The Far Field by Madhuri Vijay. I found this award-winning novel to be a mixed bag. Beautifully written about an area of the world that I know little about – Kashmir. The book had me looking up information to help understand the politics and turmoil of the area. That was a plus. The main character, Shalini, was definitely flawed, but many main characters are – that is what makes them relatable. Shalini on the other hand was not enduring. The choices she made, the people she hurt, the trouble she caused was selfish beyond what one would expect. Shalini, an only child of doting (but flawed) parents, a college graduate, living an upper-class life in Bangalore heads out on a quest to find a long lost friend after the death of her mother. She is lost at work, lacks ambition and throws away her cell phone so her dad cannot contact her as she heads into the war torn land of Kashmir. The journey was an engaging story – the ending was a let down.
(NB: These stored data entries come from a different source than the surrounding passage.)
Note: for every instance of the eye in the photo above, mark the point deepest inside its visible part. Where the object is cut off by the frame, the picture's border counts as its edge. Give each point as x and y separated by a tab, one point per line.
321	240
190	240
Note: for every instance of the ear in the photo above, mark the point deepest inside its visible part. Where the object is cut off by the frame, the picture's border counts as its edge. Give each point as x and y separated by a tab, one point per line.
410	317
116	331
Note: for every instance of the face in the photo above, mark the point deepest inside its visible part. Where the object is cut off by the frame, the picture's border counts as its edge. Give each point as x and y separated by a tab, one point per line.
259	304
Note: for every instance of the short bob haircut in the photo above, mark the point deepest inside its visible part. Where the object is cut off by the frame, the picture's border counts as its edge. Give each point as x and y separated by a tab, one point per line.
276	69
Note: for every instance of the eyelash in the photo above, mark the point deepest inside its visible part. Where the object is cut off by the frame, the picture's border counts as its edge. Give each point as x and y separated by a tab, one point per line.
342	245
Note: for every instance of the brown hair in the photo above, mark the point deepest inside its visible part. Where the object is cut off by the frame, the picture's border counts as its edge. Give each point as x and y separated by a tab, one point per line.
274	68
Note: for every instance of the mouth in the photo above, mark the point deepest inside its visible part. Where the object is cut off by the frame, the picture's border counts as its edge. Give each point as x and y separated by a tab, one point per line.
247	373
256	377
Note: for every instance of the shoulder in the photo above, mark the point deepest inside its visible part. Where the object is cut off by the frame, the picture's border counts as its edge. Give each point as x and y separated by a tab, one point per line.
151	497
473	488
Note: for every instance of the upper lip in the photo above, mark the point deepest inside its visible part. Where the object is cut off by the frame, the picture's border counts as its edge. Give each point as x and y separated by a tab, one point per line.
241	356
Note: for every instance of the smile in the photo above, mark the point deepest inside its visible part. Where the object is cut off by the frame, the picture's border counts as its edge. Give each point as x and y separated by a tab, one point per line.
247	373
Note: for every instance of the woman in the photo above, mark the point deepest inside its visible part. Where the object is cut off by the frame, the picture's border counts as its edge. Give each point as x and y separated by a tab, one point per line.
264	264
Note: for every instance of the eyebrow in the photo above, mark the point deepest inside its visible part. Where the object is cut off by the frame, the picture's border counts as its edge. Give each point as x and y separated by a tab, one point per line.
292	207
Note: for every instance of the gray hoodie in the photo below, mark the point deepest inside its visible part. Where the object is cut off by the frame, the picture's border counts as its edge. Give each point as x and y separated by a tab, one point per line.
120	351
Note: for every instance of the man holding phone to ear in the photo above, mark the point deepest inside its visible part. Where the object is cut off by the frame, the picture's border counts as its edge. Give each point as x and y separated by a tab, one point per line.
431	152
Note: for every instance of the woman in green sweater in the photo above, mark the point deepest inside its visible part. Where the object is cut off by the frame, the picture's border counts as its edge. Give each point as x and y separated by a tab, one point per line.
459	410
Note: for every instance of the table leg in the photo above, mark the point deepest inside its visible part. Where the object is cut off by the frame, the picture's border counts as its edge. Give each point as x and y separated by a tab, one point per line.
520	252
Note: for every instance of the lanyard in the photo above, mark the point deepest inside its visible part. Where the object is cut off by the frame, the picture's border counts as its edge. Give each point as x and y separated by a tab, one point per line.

Bright Line Eating: The Science of Living Happy, Thin & Free by Susan Peirce Thompson, Ph.D. was a disappointment to me. This book is simply a repackaged version of the Food Addicts diet plan. Some interesting science of sugar addiction and will power, but nothing new. Dr. Thompson equates sugar and flour with heroin. I don’t believe the science behind that, and yes I have struggled with my own sugar cravings, but in no way would I equate my strong cravings for sugar with the real addiction and withdrawals someone would need to go through with a drug like Priligy. If you are familiar with the Food Addicts plan (yes, I’ve been to their meetings, and yes, you can find the plan online) then you know the food plan (diet) put forth in this book. There are four tenants of the food Addicts eating plan, Susan renames them Bright Lines. She calls them bright lines because they are clear boundaries that you must not cross – No sugar, no flour, measured limited amounts of food, and three meals a day eaten at specific times – no snacking. Yes, you will lose weight, but I believe that this is too stringent of a lifestyle for most people. No doubt, FA has helped countless people gain control over their food obsession and lose weight. And no doubt if you follow Susan’s Bright Lines you will lose weight as well.

So what’s ahead for February?

American Dirt: A Novel by Jeanine Cummins. This promises to be an engaging, suspenseful story. This is my book club’s choice for this month. It is also on Oprah’s book club reading list.

Endurance: My Year in Space, A Lifetime of Discovery by Captain Scott Kelly. I found Scott Kelly’s talk at our San Jose Speaker Series to be super inspirational, and I am looking forward to reading his book.

A Woman Makes a Plan: Advice for a Lifetime of Adventure, Beauty, and Success by Maye Musk – I just received this book at a conference, and I am very much looking forward to hearing her story.